Some quick annotated links on a (so far) lazy Saturday:
- The Rutgers University page for my book is now online. My Amazon page has been up for a while, but each step in this process makes the reality of the book seem more tangible. The Rutgers page even has a screen shot of the book’s cover for those of you who haven’t seen it.
- It’s a few days old now, but I’ve been meaning to mention Sharon Waxman’s “Hey Hollywood, Welcome to Your Future,” focusing on the possible internet futures of the film industry. Waxman published the article in the newly launched entertainment industry magazine, The Wrap. More recently, Amy Kaufman discussed the declining profits in the print news media and the challenges that journalists face in reporting on the monetary and job losses in their own profession.
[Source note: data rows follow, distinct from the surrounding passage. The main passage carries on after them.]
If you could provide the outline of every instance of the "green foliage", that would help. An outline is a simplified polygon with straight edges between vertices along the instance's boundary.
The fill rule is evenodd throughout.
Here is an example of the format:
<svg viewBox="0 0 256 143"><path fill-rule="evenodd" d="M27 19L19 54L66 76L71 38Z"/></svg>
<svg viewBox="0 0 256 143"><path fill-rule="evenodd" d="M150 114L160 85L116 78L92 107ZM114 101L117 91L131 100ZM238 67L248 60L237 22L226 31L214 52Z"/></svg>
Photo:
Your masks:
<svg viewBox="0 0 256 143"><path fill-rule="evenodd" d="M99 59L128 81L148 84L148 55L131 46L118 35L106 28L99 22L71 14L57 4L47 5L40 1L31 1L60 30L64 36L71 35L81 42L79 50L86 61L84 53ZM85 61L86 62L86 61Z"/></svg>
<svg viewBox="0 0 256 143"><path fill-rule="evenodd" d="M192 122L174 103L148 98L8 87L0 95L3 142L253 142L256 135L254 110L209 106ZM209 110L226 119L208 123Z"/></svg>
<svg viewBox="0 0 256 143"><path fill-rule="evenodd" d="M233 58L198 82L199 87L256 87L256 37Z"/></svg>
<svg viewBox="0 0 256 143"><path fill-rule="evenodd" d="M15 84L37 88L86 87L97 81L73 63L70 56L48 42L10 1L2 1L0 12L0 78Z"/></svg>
- Two of my recent interests recently came together when a couple of documentary filmmakers experimented with the microblogging tool Twitter. Acknowledging its positive uses as a tool of self-promotion and community building, Jarrod Whaley also adds that Twitter offers a “a sustained and hyperfocused glimpse at the inner workings of the average human mind,” referring to the site as a kind of “textual vérité.” Louis Abelman also brings a documentarian’s eye to Twitter, noting the linguistic codes and cultures that Twitter users learn.
- Documentary filmmaker Errol Morris also covers a subject I find fascinating: the role of documentary in representing the Bush administration. In this New York Times blog/column, Morris interviews three photographers and asks them to select a series of photographs that depict Bush’s presidency. Some of them are iconic–Bush in front of the Mission Accomplished banner, Bush with bullhorn soon after 9/11–but others are more eccentric. What makes the column most compelling, however, are the close readings offered in the dialogues between Morris and his subjects.
- I enjoyed revisiting Pamela Cohn’s terrific, far-ranging interview with Examined Life director, Astra Taylor, after watching the film the other night, in which Taylor describes a childhood experience that provided one source of her interest in ethical philosophy, as well as her teenage discovery of Gilles Deleuze and Felix Guattari’s 1000 Plateaus. Also interesting to note that Taylor had originally planned not to appear in the film but that both Avital Ronnell and Judith Butler wanted her to appear onscreen, in part so that their segments would be consistent with their philosophical approaches.